Intersections

December 16, 2011
888 DUPONT ST., UNIT 111

Combining film, dance, and architecture, Raha Shirazi and Raja Moussaoui’s Intersections provides an immersive viewing experience. A projected image of a Middle Eastern bazaar greets the audience, beckoning them into the installation. To the right, an arched entryway, echoing the bazaar’s architecture, leads into tent-like structure. The white canvas walls serve as a screen for the artist’s family videos from Iran and Lebanon as well as for news clips—footage of war. Loud blasts punctuate the soundtrack of a wedding celebration and a mother clapping along to a child’s dance.

Dancers add another layer to the piece. The audience first glimpses them as shadows moving inside the canvas walls. Then they emerge and fill the space, their movements picking up some elements from the films, though not restricted by them. The performance is improvised, the dancers reacting to each other and weaving around audience members to get to different areas of the installation.
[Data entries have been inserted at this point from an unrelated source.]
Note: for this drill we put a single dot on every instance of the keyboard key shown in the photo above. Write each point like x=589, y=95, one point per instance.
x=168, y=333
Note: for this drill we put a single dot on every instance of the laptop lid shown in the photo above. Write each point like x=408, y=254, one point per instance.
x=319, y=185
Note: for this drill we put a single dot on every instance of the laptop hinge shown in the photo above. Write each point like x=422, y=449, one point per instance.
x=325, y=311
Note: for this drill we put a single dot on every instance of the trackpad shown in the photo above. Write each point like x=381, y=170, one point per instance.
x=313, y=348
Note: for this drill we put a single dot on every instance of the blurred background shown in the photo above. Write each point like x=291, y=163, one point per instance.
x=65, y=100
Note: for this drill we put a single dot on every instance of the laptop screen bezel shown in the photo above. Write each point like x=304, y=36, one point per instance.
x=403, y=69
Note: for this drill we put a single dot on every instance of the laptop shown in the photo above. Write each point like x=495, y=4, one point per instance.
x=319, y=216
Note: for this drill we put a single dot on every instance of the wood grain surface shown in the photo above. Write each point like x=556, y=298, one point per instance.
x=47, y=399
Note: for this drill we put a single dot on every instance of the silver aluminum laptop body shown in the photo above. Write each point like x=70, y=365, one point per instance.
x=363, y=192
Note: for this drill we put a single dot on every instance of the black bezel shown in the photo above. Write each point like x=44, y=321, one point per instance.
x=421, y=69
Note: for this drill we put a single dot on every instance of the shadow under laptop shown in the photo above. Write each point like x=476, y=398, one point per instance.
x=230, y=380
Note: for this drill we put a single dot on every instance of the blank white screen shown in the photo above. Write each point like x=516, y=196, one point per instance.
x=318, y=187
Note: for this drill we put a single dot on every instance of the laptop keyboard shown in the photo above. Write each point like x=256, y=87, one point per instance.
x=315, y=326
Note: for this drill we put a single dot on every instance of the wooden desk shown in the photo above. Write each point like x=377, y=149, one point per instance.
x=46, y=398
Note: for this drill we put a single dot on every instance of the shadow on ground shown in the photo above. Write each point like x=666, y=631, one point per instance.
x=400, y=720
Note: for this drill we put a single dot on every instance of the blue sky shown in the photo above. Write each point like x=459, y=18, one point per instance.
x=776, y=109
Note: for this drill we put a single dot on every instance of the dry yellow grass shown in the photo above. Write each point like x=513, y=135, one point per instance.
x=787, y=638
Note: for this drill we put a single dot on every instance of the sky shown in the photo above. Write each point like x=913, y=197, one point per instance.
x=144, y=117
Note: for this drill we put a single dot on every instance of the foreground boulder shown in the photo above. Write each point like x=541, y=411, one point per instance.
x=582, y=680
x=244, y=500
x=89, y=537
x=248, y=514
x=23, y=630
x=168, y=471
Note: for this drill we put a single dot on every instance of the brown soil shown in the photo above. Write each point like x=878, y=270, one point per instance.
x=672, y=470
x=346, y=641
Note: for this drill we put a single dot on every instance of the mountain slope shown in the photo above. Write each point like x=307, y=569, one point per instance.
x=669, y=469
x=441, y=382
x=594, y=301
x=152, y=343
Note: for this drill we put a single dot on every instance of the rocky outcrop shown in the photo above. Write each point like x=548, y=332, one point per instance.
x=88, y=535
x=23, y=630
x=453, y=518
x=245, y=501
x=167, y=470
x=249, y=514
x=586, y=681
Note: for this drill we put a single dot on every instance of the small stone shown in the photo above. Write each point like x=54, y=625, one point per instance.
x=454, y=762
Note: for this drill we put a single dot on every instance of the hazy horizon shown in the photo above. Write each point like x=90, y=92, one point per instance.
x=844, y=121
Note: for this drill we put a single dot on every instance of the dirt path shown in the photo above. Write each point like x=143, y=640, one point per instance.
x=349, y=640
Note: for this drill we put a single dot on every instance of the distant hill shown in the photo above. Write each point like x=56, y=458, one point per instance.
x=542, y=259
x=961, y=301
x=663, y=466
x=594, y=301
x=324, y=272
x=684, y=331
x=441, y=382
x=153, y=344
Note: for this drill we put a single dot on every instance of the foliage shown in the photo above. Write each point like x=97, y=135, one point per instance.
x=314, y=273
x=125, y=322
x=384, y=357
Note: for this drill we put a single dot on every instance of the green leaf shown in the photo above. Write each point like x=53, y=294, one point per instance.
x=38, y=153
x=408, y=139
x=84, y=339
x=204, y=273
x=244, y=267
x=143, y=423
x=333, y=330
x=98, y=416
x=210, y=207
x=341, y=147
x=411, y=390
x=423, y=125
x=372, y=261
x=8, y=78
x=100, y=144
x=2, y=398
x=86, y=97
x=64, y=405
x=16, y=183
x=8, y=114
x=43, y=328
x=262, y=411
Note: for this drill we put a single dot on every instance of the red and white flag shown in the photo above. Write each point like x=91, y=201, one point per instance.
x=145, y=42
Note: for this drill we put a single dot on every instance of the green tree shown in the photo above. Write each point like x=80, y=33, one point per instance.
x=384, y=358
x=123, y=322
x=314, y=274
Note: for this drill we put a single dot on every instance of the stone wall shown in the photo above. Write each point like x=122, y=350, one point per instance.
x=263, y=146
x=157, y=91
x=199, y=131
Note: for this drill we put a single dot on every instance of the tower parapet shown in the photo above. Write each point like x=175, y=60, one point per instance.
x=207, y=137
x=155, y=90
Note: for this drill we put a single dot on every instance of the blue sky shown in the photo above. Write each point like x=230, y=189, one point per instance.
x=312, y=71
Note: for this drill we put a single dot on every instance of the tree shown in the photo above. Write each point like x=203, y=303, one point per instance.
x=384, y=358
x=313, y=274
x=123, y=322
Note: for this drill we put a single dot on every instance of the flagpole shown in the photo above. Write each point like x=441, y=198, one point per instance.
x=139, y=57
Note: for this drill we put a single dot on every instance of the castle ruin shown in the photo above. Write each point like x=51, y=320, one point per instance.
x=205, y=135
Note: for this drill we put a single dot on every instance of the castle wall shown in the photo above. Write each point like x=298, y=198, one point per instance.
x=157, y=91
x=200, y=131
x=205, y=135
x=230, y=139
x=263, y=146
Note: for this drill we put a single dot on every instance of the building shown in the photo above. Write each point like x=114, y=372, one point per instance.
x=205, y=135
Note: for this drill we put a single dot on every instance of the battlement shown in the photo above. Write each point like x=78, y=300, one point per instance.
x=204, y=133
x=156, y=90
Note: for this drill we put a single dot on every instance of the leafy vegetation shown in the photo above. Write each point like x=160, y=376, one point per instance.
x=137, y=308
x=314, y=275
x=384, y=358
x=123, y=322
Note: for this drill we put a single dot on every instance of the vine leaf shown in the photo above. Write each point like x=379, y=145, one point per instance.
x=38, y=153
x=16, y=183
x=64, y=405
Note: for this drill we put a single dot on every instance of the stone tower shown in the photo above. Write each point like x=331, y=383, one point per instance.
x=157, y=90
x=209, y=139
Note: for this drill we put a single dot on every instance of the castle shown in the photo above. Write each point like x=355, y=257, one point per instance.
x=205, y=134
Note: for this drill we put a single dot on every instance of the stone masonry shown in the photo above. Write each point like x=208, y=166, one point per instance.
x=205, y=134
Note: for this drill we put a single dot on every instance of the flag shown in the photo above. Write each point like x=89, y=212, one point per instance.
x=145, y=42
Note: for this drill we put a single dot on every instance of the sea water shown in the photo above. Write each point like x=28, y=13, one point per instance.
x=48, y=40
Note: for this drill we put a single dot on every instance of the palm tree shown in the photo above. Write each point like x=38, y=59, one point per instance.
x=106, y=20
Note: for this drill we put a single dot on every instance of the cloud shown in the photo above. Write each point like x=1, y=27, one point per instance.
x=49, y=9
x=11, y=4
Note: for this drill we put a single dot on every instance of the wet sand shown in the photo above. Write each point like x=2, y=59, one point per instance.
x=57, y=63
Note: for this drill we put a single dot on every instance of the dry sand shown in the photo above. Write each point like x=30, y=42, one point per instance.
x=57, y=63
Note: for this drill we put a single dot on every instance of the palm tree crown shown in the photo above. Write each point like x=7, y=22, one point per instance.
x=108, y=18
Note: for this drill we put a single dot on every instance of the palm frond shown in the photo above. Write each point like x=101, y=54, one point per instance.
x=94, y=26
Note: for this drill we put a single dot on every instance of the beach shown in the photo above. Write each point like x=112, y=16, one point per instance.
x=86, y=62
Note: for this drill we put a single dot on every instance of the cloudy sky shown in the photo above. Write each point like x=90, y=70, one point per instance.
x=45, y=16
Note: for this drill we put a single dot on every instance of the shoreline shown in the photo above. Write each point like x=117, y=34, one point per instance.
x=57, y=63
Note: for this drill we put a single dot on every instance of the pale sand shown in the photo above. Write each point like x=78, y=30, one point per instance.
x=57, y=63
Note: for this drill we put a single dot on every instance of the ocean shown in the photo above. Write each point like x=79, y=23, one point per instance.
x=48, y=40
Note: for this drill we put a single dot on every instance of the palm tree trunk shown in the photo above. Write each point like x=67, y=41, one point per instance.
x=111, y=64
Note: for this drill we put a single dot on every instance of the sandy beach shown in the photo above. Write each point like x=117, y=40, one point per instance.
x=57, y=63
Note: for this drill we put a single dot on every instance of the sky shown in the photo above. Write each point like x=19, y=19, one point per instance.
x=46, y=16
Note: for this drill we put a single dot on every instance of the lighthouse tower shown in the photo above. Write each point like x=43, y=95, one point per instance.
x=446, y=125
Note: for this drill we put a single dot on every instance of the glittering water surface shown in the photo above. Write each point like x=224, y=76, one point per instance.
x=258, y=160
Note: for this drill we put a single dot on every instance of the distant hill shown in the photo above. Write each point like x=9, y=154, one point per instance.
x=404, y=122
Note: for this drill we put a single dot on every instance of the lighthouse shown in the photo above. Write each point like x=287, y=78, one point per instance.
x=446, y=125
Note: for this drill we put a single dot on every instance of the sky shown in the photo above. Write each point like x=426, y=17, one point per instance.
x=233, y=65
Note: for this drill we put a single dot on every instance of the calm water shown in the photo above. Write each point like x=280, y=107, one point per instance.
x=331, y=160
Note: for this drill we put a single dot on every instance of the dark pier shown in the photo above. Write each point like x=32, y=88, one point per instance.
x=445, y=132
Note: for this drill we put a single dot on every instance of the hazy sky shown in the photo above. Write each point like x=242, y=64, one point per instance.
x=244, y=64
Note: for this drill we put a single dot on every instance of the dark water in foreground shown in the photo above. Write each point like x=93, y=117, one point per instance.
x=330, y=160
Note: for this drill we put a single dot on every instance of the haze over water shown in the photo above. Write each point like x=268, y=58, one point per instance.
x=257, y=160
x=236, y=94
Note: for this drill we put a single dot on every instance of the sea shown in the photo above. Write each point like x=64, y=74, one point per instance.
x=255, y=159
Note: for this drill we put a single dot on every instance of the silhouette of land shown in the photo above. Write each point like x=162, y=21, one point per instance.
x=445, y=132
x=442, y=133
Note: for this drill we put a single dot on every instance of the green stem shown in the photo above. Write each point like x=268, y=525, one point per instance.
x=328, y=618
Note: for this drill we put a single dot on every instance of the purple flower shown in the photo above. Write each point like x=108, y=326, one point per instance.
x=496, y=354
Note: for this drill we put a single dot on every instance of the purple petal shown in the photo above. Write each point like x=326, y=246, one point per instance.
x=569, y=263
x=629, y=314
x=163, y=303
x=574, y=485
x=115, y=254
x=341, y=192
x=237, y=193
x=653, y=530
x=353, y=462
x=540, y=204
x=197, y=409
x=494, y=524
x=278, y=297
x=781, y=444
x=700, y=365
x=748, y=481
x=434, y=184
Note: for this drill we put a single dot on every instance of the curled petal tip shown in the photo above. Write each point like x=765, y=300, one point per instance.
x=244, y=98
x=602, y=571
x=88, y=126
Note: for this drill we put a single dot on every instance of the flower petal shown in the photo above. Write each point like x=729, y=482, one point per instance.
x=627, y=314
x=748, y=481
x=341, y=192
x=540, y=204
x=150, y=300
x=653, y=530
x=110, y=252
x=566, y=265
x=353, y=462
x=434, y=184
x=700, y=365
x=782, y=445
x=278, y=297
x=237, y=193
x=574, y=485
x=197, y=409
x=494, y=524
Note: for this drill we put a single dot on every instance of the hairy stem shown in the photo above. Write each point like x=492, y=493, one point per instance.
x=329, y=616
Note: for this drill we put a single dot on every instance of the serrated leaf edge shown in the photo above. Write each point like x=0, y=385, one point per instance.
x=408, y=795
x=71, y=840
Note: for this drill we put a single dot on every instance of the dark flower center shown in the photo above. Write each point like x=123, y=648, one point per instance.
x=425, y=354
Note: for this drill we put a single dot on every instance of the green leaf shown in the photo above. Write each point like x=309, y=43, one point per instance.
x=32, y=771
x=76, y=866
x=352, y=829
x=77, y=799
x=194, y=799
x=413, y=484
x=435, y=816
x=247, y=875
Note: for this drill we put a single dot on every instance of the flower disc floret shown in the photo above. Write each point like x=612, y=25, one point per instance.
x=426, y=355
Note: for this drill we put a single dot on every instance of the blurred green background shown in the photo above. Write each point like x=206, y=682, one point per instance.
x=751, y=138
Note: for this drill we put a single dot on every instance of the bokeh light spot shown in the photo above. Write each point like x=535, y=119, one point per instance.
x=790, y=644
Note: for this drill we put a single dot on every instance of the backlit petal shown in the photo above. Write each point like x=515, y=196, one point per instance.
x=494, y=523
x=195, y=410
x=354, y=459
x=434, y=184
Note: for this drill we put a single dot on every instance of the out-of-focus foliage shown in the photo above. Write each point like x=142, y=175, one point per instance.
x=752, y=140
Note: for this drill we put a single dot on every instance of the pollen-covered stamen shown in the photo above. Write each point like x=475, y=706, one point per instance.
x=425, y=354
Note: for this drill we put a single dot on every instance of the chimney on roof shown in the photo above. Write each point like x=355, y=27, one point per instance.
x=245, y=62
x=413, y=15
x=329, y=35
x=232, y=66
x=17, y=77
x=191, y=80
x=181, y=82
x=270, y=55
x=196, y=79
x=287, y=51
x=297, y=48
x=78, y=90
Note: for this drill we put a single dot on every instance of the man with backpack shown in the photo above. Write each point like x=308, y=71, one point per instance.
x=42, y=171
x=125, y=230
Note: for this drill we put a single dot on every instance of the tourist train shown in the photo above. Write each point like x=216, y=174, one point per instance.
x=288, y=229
At the end of the passageway, the tent opens up into the corner of the room, creating a triangular space on either side where two very different images are projected. One is a typical Canadian landscape: a quiet lake at the foot of a mountain. A definite contrast to the images inside the tent, this final picture underscores the distance the artist has traveled and the displacement this work struggles to negotiate.